A young black man discovers his musical talents early, becomes a session player while still in high school, forms a notably multi-racial band, and has his music become characteristic of a distinct Mississippi River city music scene. If you believe in tales twice told, no wonder Hammond B3 player and enduring soul icon Booker T. Jones took to Prince’s music. Sure, it’s not a direct line from the M.G.s to the NPG, but if you think about artistic braintrusts rooted in a certain place and time, it’s fun to think of the parallels. “Purple Rain” was in Jones’ setlist years before Prince passed — he’s first on record having played it in early 2014, and often slipped it in as one of the only outlier performances in a set otherwise primarily filled with songs he’d written and played with Booker T. & The M.G.’s or Albert King. (One of those times was a July 4, 2015 show at Minneapolis’s Dakota Jazz Club, a venue Prince had been known to drop in unexpectedly for on occasion.) Jones’ version of “Purple Rain” is something special for another couple reasons — for one, he typically plays it with accompaniment by Ted Jones in a father-son team-up, and for another, he actually sings and plays guitar on it, two things he hadn’t been renowned or even known for until years into his post-M.G.’s solo career.

Culture Club

Speaking of artists with parallels to Prince, here’s a pop star with a striking voice, an inimitable fashion sense, a multicultural band, and a cross-genre appeal who ruled the charts in the mid ’80s — though where else their paths might intersect seems less crucial than where they diverge.

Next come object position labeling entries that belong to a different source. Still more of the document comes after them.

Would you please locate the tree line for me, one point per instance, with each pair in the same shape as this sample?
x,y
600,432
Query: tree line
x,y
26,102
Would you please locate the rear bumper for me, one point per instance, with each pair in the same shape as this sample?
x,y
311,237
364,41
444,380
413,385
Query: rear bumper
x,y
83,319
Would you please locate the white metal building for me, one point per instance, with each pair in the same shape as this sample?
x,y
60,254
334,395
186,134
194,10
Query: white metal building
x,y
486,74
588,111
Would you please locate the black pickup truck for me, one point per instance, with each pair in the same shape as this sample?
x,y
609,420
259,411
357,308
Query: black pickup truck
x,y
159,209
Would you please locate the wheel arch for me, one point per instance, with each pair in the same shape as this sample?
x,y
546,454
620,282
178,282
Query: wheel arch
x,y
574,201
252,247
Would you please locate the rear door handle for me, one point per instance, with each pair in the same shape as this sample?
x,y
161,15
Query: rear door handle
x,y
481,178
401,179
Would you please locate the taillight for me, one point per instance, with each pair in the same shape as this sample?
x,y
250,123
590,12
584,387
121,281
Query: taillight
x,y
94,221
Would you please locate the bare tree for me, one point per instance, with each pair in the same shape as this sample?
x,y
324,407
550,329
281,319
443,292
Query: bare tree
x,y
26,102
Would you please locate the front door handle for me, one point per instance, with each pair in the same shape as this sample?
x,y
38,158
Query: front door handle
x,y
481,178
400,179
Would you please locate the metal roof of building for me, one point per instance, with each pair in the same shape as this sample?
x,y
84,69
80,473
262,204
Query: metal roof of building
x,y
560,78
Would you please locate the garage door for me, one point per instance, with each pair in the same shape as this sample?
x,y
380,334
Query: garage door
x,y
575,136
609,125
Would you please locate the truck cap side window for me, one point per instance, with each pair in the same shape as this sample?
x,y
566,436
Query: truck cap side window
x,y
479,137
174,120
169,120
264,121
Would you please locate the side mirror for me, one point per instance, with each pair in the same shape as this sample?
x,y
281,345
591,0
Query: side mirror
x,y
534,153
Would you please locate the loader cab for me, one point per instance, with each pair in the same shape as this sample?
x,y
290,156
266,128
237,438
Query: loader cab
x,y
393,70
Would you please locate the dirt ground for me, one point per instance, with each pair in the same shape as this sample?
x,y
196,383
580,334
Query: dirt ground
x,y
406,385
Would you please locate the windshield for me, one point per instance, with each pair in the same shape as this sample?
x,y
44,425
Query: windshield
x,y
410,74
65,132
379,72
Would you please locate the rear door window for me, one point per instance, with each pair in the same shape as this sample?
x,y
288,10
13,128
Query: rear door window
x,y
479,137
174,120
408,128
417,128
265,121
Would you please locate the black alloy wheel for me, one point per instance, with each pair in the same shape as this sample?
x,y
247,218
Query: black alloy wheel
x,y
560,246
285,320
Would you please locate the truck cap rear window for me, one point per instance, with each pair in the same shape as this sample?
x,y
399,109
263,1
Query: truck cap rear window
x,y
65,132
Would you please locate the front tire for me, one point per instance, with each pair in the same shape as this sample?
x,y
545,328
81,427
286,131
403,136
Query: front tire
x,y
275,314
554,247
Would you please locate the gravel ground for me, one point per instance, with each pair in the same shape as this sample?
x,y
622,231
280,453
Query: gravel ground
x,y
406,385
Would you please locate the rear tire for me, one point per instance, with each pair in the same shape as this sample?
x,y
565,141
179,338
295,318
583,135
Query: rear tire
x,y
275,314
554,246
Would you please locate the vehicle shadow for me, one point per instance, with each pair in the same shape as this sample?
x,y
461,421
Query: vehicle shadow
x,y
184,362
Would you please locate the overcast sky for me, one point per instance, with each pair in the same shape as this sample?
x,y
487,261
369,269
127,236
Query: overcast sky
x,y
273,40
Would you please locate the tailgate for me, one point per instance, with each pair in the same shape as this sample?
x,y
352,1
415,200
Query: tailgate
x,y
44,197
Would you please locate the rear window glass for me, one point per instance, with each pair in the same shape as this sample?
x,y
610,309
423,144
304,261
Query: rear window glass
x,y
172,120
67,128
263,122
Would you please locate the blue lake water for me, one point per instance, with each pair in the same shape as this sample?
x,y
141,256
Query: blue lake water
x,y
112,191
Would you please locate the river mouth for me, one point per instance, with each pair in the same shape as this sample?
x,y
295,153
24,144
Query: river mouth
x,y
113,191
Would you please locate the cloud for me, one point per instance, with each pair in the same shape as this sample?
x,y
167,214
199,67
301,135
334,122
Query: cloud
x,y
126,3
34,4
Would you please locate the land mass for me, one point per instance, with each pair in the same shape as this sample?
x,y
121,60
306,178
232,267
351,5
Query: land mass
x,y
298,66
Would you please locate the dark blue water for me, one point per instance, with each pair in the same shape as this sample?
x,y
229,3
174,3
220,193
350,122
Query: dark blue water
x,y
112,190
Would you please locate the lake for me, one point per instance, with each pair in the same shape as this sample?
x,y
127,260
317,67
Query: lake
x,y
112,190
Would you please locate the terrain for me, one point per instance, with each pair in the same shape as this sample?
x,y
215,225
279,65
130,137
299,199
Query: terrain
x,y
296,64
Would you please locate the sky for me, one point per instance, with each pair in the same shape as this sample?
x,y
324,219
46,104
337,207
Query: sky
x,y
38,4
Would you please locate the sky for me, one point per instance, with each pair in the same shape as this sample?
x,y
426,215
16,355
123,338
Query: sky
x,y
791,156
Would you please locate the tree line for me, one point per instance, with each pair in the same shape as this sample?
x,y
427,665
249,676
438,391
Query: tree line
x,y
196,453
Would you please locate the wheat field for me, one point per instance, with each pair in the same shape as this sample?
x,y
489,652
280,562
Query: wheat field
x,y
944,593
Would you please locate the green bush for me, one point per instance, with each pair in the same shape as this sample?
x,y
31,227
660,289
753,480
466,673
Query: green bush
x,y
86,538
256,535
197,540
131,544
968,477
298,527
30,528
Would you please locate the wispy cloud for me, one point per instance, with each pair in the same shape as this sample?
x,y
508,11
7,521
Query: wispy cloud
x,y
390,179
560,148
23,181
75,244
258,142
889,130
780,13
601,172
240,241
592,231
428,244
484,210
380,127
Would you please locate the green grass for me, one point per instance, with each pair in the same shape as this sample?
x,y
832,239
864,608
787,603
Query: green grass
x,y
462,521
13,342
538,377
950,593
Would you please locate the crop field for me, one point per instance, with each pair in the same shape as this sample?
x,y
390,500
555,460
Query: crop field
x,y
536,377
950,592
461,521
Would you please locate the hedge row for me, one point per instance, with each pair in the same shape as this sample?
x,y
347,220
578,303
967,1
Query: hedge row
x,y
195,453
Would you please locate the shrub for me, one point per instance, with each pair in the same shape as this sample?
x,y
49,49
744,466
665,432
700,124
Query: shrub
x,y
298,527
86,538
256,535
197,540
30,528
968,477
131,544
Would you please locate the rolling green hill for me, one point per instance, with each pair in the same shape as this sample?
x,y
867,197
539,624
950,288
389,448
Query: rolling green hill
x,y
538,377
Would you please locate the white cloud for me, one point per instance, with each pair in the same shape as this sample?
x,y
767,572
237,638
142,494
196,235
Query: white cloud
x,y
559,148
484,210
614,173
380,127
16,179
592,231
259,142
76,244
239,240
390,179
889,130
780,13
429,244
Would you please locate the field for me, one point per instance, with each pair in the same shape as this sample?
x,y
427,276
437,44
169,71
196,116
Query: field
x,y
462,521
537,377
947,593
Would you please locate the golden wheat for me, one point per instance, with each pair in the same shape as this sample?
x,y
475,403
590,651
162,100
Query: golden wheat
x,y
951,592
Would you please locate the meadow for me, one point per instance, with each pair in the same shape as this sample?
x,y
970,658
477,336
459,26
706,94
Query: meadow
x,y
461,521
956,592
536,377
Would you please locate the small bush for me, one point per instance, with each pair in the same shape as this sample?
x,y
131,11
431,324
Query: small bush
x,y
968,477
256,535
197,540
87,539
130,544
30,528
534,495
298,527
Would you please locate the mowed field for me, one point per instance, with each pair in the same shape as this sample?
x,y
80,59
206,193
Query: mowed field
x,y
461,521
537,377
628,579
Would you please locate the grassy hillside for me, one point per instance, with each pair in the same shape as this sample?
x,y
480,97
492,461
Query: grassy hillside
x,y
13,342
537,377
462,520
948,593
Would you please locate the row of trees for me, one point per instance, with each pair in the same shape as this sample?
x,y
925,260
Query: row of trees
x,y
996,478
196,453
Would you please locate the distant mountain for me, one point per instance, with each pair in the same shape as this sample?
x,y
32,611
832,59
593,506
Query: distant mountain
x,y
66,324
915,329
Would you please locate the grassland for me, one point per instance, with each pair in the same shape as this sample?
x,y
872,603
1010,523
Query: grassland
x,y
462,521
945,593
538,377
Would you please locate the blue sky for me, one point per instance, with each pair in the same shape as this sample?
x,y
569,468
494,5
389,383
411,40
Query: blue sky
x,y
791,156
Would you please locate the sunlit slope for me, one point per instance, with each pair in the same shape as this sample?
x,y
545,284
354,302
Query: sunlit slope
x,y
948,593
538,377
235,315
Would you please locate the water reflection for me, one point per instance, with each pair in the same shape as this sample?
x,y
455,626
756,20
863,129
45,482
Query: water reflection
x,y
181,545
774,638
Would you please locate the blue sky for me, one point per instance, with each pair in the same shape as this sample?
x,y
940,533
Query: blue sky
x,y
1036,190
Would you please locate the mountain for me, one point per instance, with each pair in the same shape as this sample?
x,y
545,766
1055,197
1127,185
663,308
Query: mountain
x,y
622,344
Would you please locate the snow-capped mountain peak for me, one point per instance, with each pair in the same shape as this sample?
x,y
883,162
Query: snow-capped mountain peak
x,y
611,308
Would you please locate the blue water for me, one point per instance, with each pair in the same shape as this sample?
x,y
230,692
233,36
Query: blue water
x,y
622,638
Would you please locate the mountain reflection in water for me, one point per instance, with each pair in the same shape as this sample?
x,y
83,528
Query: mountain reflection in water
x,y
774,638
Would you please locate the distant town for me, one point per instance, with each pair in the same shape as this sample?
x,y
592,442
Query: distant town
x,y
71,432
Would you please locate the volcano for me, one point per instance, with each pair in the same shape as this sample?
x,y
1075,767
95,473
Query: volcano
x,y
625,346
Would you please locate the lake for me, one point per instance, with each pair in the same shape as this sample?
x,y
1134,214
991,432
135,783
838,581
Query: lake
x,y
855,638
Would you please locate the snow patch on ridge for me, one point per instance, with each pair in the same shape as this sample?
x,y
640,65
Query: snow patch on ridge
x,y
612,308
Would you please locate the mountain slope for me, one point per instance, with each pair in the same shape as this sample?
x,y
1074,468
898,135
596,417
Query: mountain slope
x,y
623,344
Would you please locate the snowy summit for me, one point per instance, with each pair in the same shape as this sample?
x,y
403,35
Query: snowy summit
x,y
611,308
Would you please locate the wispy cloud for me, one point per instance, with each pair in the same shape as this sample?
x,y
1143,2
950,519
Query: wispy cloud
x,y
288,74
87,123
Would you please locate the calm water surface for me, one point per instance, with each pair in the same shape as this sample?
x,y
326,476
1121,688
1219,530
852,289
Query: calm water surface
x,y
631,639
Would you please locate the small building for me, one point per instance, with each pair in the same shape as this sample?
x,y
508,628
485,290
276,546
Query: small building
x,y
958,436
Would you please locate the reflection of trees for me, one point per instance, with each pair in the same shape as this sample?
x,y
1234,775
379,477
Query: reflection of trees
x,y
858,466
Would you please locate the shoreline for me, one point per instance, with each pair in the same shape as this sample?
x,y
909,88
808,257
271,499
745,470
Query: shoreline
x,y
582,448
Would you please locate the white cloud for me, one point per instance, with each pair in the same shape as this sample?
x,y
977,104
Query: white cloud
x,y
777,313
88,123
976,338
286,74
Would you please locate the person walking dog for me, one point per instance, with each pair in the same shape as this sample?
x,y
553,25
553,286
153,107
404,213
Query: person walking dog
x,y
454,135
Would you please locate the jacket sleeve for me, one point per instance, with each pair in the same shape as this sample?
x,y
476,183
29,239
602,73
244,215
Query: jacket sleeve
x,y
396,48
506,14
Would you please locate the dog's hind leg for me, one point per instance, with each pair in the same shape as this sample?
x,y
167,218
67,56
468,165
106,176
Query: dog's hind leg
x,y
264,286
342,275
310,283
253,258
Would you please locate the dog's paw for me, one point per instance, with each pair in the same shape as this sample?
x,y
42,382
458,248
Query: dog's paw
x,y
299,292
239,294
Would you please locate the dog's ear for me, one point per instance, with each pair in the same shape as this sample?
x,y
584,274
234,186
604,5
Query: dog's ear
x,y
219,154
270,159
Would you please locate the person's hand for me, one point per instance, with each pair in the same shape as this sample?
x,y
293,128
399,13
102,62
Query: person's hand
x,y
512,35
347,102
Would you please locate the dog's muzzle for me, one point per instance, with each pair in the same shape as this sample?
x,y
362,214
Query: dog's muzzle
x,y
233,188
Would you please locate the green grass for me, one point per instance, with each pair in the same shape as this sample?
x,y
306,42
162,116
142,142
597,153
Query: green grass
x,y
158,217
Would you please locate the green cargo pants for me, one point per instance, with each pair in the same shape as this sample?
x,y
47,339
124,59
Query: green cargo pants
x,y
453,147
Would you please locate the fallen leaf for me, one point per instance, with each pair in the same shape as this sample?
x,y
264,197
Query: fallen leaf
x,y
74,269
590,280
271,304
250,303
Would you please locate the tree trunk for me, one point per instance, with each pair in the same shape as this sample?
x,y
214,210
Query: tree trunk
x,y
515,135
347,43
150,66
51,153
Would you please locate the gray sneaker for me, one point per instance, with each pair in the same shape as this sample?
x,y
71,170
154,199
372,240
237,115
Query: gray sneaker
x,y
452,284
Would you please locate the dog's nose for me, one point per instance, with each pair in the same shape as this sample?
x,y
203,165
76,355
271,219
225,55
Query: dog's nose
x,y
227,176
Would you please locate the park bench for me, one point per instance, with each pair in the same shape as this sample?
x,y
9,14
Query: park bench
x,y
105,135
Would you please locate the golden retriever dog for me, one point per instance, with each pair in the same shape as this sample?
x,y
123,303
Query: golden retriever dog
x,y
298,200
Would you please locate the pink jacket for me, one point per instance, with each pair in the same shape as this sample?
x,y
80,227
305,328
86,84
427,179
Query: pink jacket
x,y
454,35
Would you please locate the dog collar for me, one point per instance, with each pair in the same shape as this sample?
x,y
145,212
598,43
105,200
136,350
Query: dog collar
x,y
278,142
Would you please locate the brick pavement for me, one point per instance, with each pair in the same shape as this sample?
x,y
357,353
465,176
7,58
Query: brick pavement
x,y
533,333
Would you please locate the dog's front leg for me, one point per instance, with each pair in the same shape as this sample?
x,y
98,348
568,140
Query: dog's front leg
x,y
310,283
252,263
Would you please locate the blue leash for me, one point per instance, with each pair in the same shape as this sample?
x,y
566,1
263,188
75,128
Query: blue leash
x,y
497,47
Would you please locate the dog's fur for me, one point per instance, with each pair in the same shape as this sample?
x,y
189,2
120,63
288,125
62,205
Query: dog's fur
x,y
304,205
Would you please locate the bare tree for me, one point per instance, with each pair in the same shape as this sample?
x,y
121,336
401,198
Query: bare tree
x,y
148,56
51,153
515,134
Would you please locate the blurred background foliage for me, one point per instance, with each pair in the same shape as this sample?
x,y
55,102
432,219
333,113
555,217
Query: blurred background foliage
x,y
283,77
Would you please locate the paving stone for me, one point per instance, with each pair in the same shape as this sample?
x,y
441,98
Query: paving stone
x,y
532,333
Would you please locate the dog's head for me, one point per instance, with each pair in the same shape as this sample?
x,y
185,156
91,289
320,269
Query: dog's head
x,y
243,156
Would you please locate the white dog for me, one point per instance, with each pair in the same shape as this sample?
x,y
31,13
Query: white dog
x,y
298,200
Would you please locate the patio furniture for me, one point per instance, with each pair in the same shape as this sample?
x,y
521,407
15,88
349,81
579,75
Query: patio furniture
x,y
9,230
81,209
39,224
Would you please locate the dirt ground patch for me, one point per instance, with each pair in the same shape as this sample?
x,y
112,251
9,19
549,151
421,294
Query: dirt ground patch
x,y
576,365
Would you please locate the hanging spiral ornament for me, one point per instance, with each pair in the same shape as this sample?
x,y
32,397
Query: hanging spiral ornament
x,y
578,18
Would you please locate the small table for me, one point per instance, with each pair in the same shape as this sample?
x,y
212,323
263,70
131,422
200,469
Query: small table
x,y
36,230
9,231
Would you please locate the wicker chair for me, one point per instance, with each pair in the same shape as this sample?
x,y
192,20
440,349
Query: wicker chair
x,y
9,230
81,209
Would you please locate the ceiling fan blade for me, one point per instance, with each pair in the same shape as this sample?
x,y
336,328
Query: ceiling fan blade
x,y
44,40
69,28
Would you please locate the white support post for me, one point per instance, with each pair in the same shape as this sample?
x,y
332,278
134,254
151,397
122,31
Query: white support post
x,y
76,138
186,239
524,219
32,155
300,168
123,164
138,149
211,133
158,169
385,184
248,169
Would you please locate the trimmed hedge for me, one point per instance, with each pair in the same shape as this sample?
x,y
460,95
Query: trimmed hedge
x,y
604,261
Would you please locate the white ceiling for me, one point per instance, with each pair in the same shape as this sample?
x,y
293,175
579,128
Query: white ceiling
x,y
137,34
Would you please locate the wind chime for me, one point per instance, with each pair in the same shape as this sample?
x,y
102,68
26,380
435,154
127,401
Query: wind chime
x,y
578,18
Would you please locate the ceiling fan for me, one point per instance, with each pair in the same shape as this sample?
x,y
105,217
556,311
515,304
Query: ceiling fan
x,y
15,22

Boy George had a stretch in the UK and a shorter period in the States where he was practically as well-known as Prince, though there were limits — particularly in the Reagan-Thatcher ’80s — as to how long and openly mainstream culture would tolerate his queerness, implicit or otherwise. On top of that, he wound up struggling with a heroin addiction to the point where it would break up Culture Club and wreak havoc on a restless solo career alternately marked by personal reinvention and self-consciousness over his celebrity. By July 2016, it was publicly known that Prince’s own fight with a painkiller addiction was what eventually took his life, and that must have been close to the forefront of Boy George’s mind during one of his handful of “Purple Rain” performances — performed, notably, when he was eight years sober and counting.

Larry Graham & Graham Central Station

Few musicians Prince met and brought into his life post-fame had quite the impact on him that Larry Graham did. Already a central figure in one of the most influential bands of all time, Sly & The Family Stone — a directly recognizable precedent to Prince’s daring pop brilliance as any you could think of — Graham had another life-changing influence on Prince when he introduced His Royal Badness to the life of a Jehovah’s Witness. They remained close friends as well as occasional late tourmates and collaborators, to the point where Graham was one of the people who eulogized him at his church’s memorial service. While that was a private moment, he’s also found his own way to eulogize his friend in concert, with this performance at the New York BB King Blues Club as heartfelt a tribute as you could want from someone whose career long predated his association with a man — “my spiritual brother, my spiritual son, [and] my best friend” — who owed so much to him. The moment where he talks up Prince’s tendency to just show up unannounced and join him onstage captures the man’s spirit just as vividly as his musical performance does, though points for finding a way for one of the most influential living bassists to pay homage with a Prince song that’s only bested by “Kiss” and “The Ballad Of Dorothy Parker” in making its bassline an afterthought.

The New Power Generation

October 2016’s tribute to Prince at St. Paul’s Xcel Energy Center was the closest the Twin Cities got to a combination of massive all-star concert and local-icon remembrance. And even through its overlong five-hour running time and a number of up-and-down performances, hearing Prince’s voice one last time — not so much a cover as it was a reconstruction — was one of those true lasting impressions that turned out to be the ideal and only way to close out a remembrance that emotionally draining.